パフォーマンス改善検討の備忘
2024/12/25仕事で小さい既存システムのパフォーマンス改善を担当する機会があり、今まであまり深掘りして対応する機会がなかったので、どう対応したかのをまとめて記録しておくことにしました。 早い→爆速にしたとかそういう話ではなく、めっちゃ遅い→許容範囲内にした、という感じの話です。
前提
- Webシステム
- DBはMySQL8系
- 全部が遅いわけではなく、特定操作で遅くなる
Phase1 調査
とりあえず、特定操作で遅くなることが判明していたため、以下の調査を実施しました。
- 本番相当のデータでの再現確認
- ボトルネック確認
本番相当のデータでの再現確認
まずは以下の目的を達成するため、開発環境で再現可能かの確認を実施しました。
- 時間帯・環境起因の可能性をある程度否定できそうか
- 今後の調査が開発環境でも可能そうか
ここで再現が取れない場合、再現条件をさらに探しに行かなければならなかったですが、幸い?開発環境でも再現したため、以降の調査を開発環境でも実施することとしました。
ボトルネック確認
開発環境で再現したため、以下の可能性を考慮しつつ調査を実施しました。
- DBとのやりとりの中で何かが発生している
- N+1や遅いクエリが紛れているなどが考えられる
- アプリケーション側で異様に時間がかかるロジックが紛れている
- 他の問題(CPU/メモリなどのリソースに異常が起きるなど)
調査といっても、大方DB/SQL周りだろうとは思っていたので、ソースコードの確認・投げられているSQLの確認などが主でした。 結果としては、遅いクエリが複数回投げられているという状況で、これさえ改善できればOKということが確認できました。

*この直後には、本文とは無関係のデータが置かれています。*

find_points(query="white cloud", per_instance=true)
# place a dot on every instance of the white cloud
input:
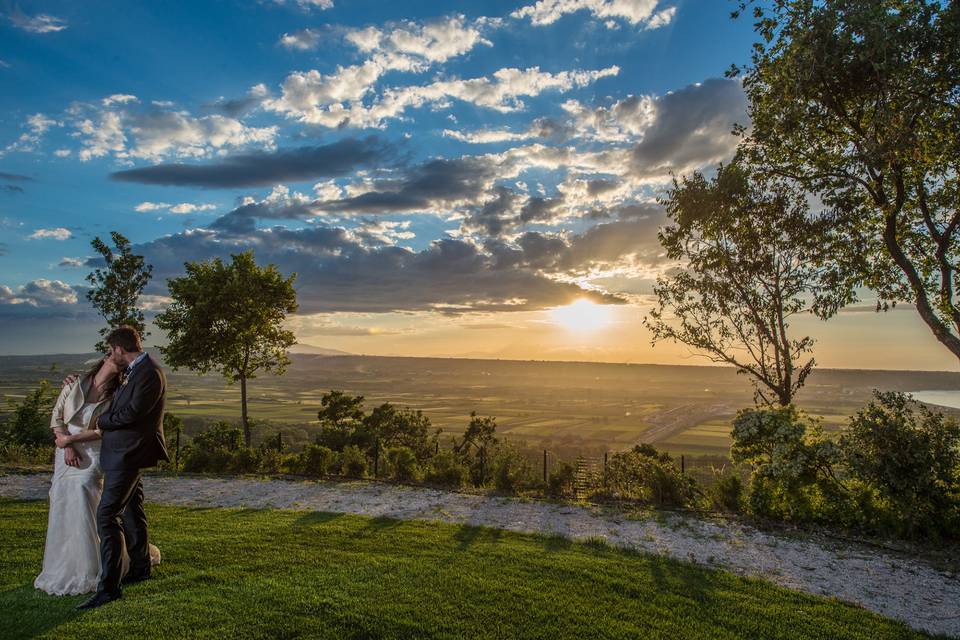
(635, 12)
(40, 23)
(39, 293)
(186, 207)
(118, 98)
(156, 134)
(302, 40)
(334, 98)
(502, 92)
(37, 125)
(309, 4)
(427, 44)
(183, 207)
(144, 207)
(53, 234)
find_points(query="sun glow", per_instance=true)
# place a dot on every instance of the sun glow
(582, 316)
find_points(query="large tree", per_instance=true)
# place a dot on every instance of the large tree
(230, 317)
(747, 261)
(116, 288)
(859, 101)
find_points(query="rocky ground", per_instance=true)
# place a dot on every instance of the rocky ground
(900, 587)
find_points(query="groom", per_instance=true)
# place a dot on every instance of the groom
(132, 432)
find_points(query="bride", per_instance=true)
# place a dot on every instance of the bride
(71, 557)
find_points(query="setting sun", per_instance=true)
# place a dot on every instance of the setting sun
(582, 316)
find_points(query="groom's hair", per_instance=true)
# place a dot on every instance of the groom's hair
(125, 337)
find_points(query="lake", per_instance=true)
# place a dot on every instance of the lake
(942, 398)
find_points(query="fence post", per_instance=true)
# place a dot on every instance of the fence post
(176, 453)
(605, 468)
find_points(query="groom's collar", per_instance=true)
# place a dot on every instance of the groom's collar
(130, 366)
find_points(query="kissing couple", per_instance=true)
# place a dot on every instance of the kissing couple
(108, 425)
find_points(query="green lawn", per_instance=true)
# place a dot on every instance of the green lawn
(279, 574)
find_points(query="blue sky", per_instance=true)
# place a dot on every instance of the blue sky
(439, 175)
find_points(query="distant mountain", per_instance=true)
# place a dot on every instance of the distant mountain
(317, 351)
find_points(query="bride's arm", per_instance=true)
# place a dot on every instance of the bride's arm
(65, 439)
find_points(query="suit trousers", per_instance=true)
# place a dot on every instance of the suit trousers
(121, 521)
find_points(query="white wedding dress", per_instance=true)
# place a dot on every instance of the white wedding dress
(71, 557)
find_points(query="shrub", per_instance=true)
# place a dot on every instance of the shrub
(403, 463)
(444, 469)
(560, 481)
(354, 463)
(647, 475)
(910, 457)
(793, 475)
(726, 493)
(244, 460)
(316, 460)
(513, 472)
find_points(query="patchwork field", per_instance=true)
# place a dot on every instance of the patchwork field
(568, 408)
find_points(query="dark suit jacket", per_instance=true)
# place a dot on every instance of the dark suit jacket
(132, 429)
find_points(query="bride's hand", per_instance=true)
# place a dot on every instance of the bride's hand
(71, 457)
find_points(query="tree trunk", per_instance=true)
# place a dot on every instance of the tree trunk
(243, 409)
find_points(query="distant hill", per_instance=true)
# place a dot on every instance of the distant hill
(317, 351)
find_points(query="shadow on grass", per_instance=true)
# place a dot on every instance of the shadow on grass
(468, 535)
(29, 612)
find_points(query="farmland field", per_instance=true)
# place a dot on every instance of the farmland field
(566, 407)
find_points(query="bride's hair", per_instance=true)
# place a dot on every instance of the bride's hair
(111, 386)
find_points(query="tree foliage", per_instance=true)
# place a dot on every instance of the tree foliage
(230, 317)
(116, 288)
(859, 101)
(749, 260)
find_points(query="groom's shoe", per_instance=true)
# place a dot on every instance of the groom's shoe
(98, 599)
(133, 579)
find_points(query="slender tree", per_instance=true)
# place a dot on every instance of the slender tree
(230, 317)
(747, 263)
(116, 288)
(859, 101)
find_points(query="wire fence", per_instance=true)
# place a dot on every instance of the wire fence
(590, 468)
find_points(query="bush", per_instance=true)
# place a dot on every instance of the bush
(403, 463)
(910, 458)
(513, 472)
(647, 475)
(445, 470)
(316, 461)
(244, 460)
(726, 493)
(560, 481)
(354, 463)
(793, 475)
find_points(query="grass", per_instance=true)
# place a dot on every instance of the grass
(281, 574)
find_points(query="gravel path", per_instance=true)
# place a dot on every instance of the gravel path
(900, 588)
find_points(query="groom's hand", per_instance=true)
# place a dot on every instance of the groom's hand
(71, 457)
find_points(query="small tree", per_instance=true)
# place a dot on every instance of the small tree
(859, 101)
(230, 317)
(116, 288)
(748, 256)
(28, 421)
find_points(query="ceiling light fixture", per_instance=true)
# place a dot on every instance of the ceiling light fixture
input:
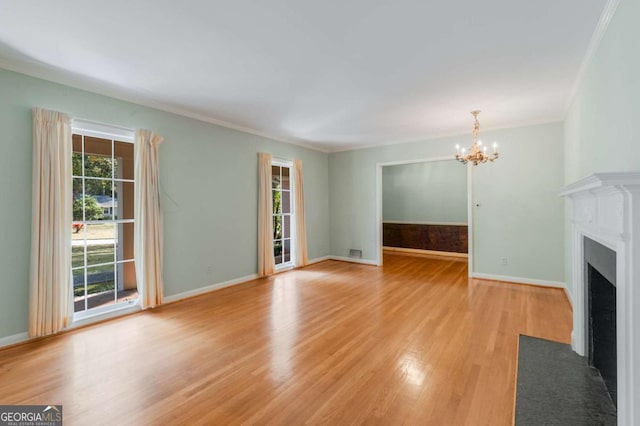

※ここで見つからなければ、DockerのStats見たりに移っていたと思います。
Phase2 解決策の検討
遅いクエリが複数回投げられているならどうしましょうという話なんですが、一旦以下のどれかがメインになるんじゃないかなと思います。
- サーバーサイドキャッシュを使った解決方法
- インデックス貼る、FORCE INDEXなどで実行計画を調整するなど、DBベースでの解決方法
- アプリ側でJOINなどをする、ロジックを見直すなどの、アプリベースでの解決方法
上記のうち、アプリケーションの特性や発行されるクエリの性質から、1のキャッシュは効果が薄そうなので一旦保留し、2と3を検討することとしました。
DBベースでの解決方法検討
定番ですがEXPLAINとEXPLAIN ANALYZEを見ることから調査を始めました。 その中で現状使われているインデックス等のあたりをつけつつ状況を確認しました。 分かったこととしては
- 行数多いところのクエリのtypeはref、それ以外もeq_refかrefなのでめっちゃ問題あるわけではなさそう
- ただ、1発のデータ量多い部分はある
- ↑に対するインデックス貼りは試す価値ありそう といったところでした。
ただ、重い部分に関係するWHERE句に使われているカラムが軒並みカーディナリティが低く、あんまりインデックスには期待できないと思いつつ、一時テーブルを作り、インデックスも複製した上で色々検証してみたのですがうまく行かず。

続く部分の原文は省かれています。